Recherche-Action-Participative : la biodynamie favorise les défenses naturelles des vignes contre les agressions du climat et des maladies

Résumé et conclusion d’un article de Jean Masson et ses collègues de l’INRAE de Colmar, publié en 2018 dans la revue Scientific Reports.

Titre original : Responses to climatic and pathogen threats differ in biodynamic and conventional vines.

Diversité des pratiques et dissensus sur l’effet de la biodynamie

A l’échelle mondiale, la vigne est cultivée sur 8 millions d’hectares, avec 90% des surfaces en viticulture conventionnelle, 9% en viticulture biologique et 1% en biodynamie. Aux contraintes liées aux vives critiques de la société concernant les impacts de la viticulture sur la santé de l’homme et de l’environnement se sont rajoutées les contraintes dues aux dérèglements climatiques. C’est un ensemble complexe de contraintes qui amplifie les dissensus entre communautés d’acteurs, et du coup fige cette situation, notamment avec une critique forte à l’encontre de la biodynamie. Pourtant, de nombreux domaines viticoles en Biodynamie de Californie, d’Afrique du Sud ou de France sont des réussites économiques et argumentent d’un faible impact environnemental de leurs pratiques. Des études scientifiques ont comparé l’influence des différentes pratiques viticoles au niveau économique, au niveau de la structure des sols et de la biodiversité s’y développant, au niveau des rendements ainsi que de la qualité des raisins ou des vins. Pourtant, ni les résultats scientifiques ni les réussites de domaines viticoles n’ont réussi à apaiser les controverses à l’encontre de la biodynamie, comme celles à l’encontre des principes de l’anthroposophie sur lesquels elle repose.
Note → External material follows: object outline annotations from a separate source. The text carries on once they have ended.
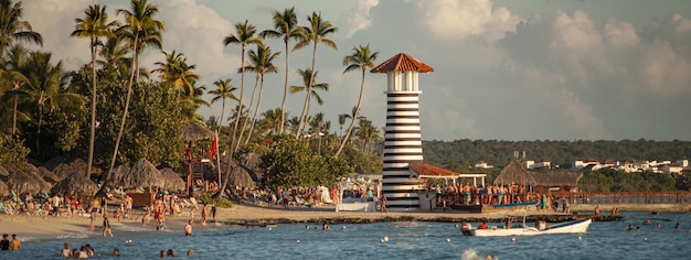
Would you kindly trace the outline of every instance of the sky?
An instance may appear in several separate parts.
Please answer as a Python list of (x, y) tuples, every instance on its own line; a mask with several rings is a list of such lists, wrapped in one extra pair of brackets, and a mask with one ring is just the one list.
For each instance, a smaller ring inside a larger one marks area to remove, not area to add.
[[(125, 0), (24, 0), (23, 20), (43, 35), (43, 51), (68, 69), (89, 62), (88, 41), (70, 37), (74, 19), (89, 4), (111, 19)], [(419, 75), (423, 140), (691, 140), (691, 4), (685, 0), (150, 0), (166, 22), (163, 51), (196, 65), (199, 85), (232, 78), (241, 86), (238, 45), (224, 46), (233, 24), (248, 20), (273, 29), (272, 13), (295, 7), (300, 25), (321, 12), (338, 28), (319, 45), (317, 80), (331, 131), (338, 115), (357, 105), (361, 75), (343, 74), (352, 47), (370, 44), (379, 65), (407, 53), (435, 68)], [(267, 40), (283, 52), (280, 40)], [(284, 64), (266, 76), (261, 111), (280, 107)], [(153, 69), (163, 54), (150, 50), (141, 65)], [(310, 48), (290, 53), (290, 85), (301, 85)], [(246, 76), (245, 93), (254, 87)], [(384, 127), (386, 77), (366, 74), (362, 115)], [(237, 95), (238, 93), (236, 93)], [(247, 94), (248, 95), (248, 94)], [(211, 96), (205, 97), (211, 100)], [(248, 96), (245, 98), (248, 99)], [(299, 116), (305, 96), (288, 97)], [(221, 102), (200, 108), (220, 116)], [(227, 115), (227, 112), (226, 112)], [(347, 126), (346, 126), (347, 127)]]

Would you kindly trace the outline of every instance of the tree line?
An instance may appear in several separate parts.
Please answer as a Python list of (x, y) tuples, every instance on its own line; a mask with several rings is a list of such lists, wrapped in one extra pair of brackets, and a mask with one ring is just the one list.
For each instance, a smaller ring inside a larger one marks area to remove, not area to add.
[[(286, 137), (307, 145), (316, 163), (338, 174), (375, 171), (381, 155), (374, 145), (381, 130), (360, 113), (364, 72), (374, 66), (379, 54), (369, 45), (353, 46), (352, 54), (343, 57), (343, 74), (361, 72), (360, 85), (353, 86), (360, 96), (351, 111), (339, 115), (337, 131), (312, 106), (313, 101), (323, 105), (320, 95), (329, 87), (317, 78), (318, 46), (338, 47), (329, 39), (338, 28), (321, 13), (311, 12), (299, 22), (294, 8), (275, 11), (267, 17), (274, 28), (266, 30), (248, 20), (234, 23), (234, 31), (219, 39), (219, 44), (241, 54), (241, 64), (228, 64), (240, 67), (232, 72), (240, 75), (240, 86), (232, 78), (219, 78), (208, 87), (200, 84), (196, 65), (183, 53), (163, 50), (167, 26), (157, 19), (159, 11), (147, 0), (131, 0), (128, 8), (115, 12), (100, 4), (86, 7), (84, 15), (75, 18), (70, 36), (89, 41), (85, 52), (91, 53), (91, 62), (66, 71), (50, 52), (41, 51), (41, 33), (22, 20), (22, 1), (0, 0), (0, 163), (87, 158), (85, 174), (93, 172), (93, 165), (111, 172), (115, 164), (142, 158), (177, 166), (187, 144), (179, 138), (180, 128), (196, 121), (219, 131), (219, 149), (226, 154), (228, 173), (237, 153)], [(279, 40), (284, 52), (272, 50), (272, 39)], [(311, 51), (311, 65), (291, 71), (289, 54), (305, 48)], [(153, 68), (140, 66), (145, 50), (162, 52), (164, 61), (156, 62)], [(281, 71), (277, 63), (281, 55), (284, 86), (270, 91), (283, 93), (283, 102), (278, 108), (262, 108), (264, 77)], [(296, 72), (298, 79), (291, 80)], [(249, 73), (254, 75), (251, 89), (245, 86)], [(204, 100), (204, 94), (213, 98)], [(287, 95), (305, 95), (298, 116), (285, 111)], [(219, 101), (222, 110), (214, 116), (196, 112)], [(276, 143), (272, 148), (289, 142)], [(210, 147), (210, 140), (198, 145)]]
Recherche-action-participative : construire un consensus

Face à ces contraintes multiples, nous avons conduit une recherche-action-participative impliquant l’ensemble des acteurs concernés. Les ateliers ont clairement mis en évidence les dissensus entre les viticulteurs en pratiques biodynamique et conventionnelle, mais également ceux entre Alsace Nature/France Nature Environnement et les conseillers techniques de la filière, ainsi que les chercheurs. Nous avons montré que ces dissensus reposaient sur des registres de preuves différents, spécifiques à chaque acteur, et révélaient des conflits épistémiques. En s’appuyant sur une épistémologie collective, le groupe a atteint un consensus sur le fait que la biodynamie annonce que ses pratiques stimulent les défenses naturelles de la vigne sans pouvoir s’appuyer sur des faits scientifiques. Pour la viticulture conventionnelle, alors que les pratiques contrôlent le développement de maladies fongiques, nous ne connaissons pas vraiment leurs effets sur les défenses naturelles de la vigne. Nous avons ainsi, pas à pas, précisé les dissensus et construit ensemble un consensus sur les questions qu’il fallait aborder, pour comparer les pratiques conventionnelles et biodynamiques en viticulture.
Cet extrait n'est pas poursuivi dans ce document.